Nahr el-Barid is a horror story for all concerned. The refugee camp has been totally destroyed, and its 30,000 or so Palestinian inhabitants have been displaced yet again, with little chance of resuming a normal life anytime soon. Nearly 140 Lebanese army soldiers have been killed and many others wounded, as have a similar number of militants. Rebuilding or moving the camp elsewhere will rekindle Palestinian-Lebanese political sensitivities. Only suffering, death, and political discord and disjuncture emanate from Nahr el-Barid. You hear the shooting and bombing as you drive by.
The artillery mortar of Nahr el-Barid contrasted sharply Sunday with the large stone-carved mortar in Ehden’s central square in which Susanne Dweiheh was pounding raw meat, spices, onions and cracked wheat into the famous kibbeh niyyeh (raw kibbeh, similar to French steak tartare). She was one of a dozen contestants who entered 15 different kinds of kibbeh into the tasting contest.

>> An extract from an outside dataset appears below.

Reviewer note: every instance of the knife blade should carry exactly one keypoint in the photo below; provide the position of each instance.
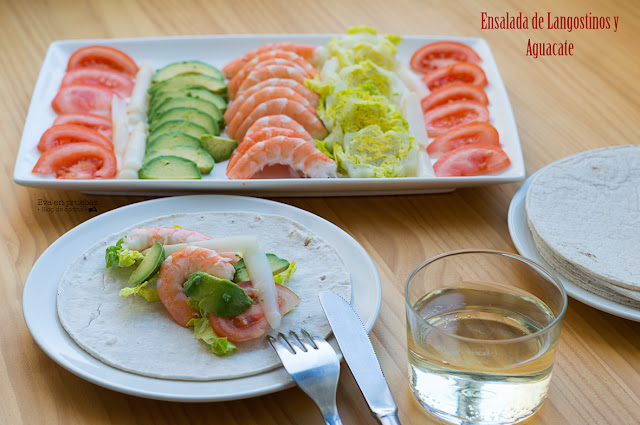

She was the only person who made her kibbeh niyyeh on the spot in the traditional hand-pounded way. Other contestants produced 15 different kinds of baked or fried kibbeh, in two other judged categories — flat kibbeh in a pan, and rounded balls of kibbeh.
Festival organizer Kamal Mouzawak of Souk et-Tayyeb, an organic food cooperative that has sponsored a series of other food festivals around Lebanon (for bread, fish, orange blossoms and mezze appetizers), expects more competitors and varieties next year. They organize these festivals, and their hallmark weekly organic food markets, to highlight the importance of food traditions, recognize the important role of small farmers and producers, and bring a divided country together around the common denominator of a good meal and a good time.
His group organized this festival in cooperation with the Lebanese non-governmental organization Inma’ (‘development’), with partial funding from the US international development agency, and with the cooperation of the Ehden municipality. Getting all the parties to cooperate on holding the festival was a huge challenge, but Mouzawak and colleagues succeeded in the end. Food triumphs politics, and Ehden — Lebanon’s kibbeh capital — did not want to miss this opportunity to strut its culinary wares.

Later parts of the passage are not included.